The universe is big, so vast and complex that modern cosmological theories deal not just with it but with "multiverses" and "super spaces" or "super cosmos;" these are parallel universes, probable or real, that coexist with our own much like books in a shelf coexist within a library space. And far from pretending to elaborate on a Borges-like metaphor, such cosmological visions constitute ways to understand something still as unreachable as the atom was for Democritus.
Exploring space is not just a matter of rocket science but more than anything else, mental abstraction: When a rocket scientist reaches the final design of a rocket he has already done a lot of work in many other areas for which there is little empirical evidence. Almost everything comes from abstraction. This is fine, but one potential shortcoming of this attitude is that by being too much focused on the hardware, such scientists may lose contact with other things that are nevertheless very important.
For example, if you build a rocket or spaceship to go to another planet, what would you do there? And we mean not just experimenting, but what will that environment mean to you in similar terms to what our Earthly environment means to you? Would you consider it licit to do things like terraforming that planet or would it be more correct to leave it untamed and unspoiled?

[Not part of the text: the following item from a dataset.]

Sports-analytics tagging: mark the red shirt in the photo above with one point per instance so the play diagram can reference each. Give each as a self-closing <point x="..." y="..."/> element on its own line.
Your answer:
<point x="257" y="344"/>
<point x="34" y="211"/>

If we take our own ecological performance on Earth as a guide, the news should be taken as bad and the forecast even worse: Even in the case of developed countries that support "advanced" legislation in environmental issues in reality only have legal structures hanging in the balance by very weak forces.
Corporations in those countries are precluded from doing certain things there because of fear of the effects of legislation passed by the same politicians that look otherwise adducing that they cannot do anything in different jurisdictions, when those same corporations build subsidiaries or industrial facilities in other countries where they can operate more discretely and do what they cannot do at home. In other words: It is not a matter of compromise, and it is not a matter of moral rectitude in environmental terms what move most politicians to pass environmentally-friendly legislation but the fear of electoral punishment. So, if voters don't see the effects of the whole process, then they have nothing to fear and thus, they look the other way when those corporations that they intended to protect society from manifest their intend to go make trouble elsewhere. It is like outlawing murder in your city only to see contended how serial killers migrate to another town to do what they do best.
With this mental state of things the only possible educated guess is that if the sacking of natural resources is so easily done here on Earth as long as the immediate and palpable victims are not voters, with such a miserable lot of people what would happen in other planets away from any sort of third-party audits would surely be disastrous for the local environment. Thus, the mental side of space exploration and the need to develop a new type of ethics should be considered as important as technology and science in space faring. After all, we wouldn't like to be looked upon in the future as some sort of Space Huns, would we?
If we cannot understand the importance of things like this, we may not be able to avoid the destruction of other worlds.